The letter, written on a yellowing
double-spread sheet of paper, was penned by Wagner in Lucerne,
Switzerland in 1869. It was apparently intended for the French
philosopher Edouard Schoure, said Meron Eren, of the Kedem
Auction House.
The buyer's identity was not made public.
In the letter, Wagner attempts to explain the ideas in his
anti-Semitic essay "Judaism in Music" to Schoure and writes that
the French were unable to discern "the destructive influence of
the Jewish spirit on modern culture", the Kedem website said.
Wagner, whose expansive operas are hailed as musical
masterpieces, was Adolf Hitler's favorite composer and he and
his Nazi followers embraced the composer's anti-Semitic writings
and ideology.
Wagner died in 1883 in Venice, more than six years before
Hitler's birth in Austria.
"Surprisingly, this letter came from a collector in Israel who
probably bought it at an auction in Europe ten or 20 years ago,"
the auction house chief Eren told Reuters.

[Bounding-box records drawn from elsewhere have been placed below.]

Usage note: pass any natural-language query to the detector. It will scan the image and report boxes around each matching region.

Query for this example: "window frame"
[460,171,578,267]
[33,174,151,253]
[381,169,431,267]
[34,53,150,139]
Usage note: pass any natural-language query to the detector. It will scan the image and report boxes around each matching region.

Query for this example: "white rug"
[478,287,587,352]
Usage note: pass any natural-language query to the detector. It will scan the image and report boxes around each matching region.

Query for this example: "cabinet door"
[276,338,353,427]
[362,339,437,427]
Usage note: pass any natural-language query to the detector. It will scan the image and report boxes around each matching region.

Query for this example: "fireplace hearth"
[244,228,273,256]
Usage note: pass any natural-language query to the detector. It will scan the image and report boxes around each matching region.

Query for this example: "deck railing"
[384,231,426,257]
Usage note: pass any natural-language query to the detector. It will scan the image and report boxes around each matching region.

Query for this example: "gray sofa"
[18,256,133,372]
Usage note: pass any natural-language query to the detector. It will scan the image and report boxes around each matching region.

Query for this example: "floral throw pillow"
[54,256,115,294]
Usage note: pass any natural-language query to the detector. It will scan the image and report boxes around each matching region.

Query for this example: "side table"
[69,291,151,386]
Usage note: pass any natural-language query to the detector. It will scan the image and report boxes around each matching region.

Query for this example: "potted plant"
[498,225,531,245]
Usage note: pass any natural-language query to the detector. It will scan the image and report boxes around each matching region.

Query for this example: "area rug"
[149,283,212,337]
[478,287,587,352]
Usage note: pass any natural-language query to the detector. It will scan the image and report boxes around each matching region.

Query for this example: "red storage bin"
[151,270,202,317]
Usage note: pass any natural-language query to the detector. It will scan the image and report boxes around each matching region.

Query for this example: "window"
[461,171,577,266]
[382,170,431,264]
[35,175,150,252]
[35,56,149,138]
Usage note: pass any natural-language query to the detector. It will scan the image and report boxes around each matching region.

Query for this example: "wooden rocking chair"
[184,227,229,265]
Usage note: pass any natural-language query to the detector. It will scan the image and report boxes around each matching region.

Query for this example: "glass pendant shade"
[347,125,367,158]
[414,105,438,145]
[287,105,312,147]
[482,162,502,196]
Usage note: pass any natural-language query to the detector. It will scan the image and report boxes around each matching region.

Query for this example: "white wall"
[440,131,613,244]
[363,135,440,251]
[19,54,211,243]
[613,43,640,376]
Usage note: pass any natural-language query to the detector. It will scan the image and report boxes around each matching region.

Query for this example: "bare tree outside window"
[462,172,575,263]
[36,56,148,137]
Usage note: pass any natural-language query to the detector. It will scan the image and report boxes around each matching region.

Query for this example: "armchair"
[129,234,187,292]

Eren said that selling an anti-Semitic letter in Israel was "a
problem for us" but that private collectors or museums focusing
on the Holocaust and hatred of Jews would be interested in the
item.
"We think this is the right thing to do," he said.
Wagner's music is rarely performed in Israel, where it evokes
memories of the Holocaust, although some leading musicians have
called for an end to the unofficial ban.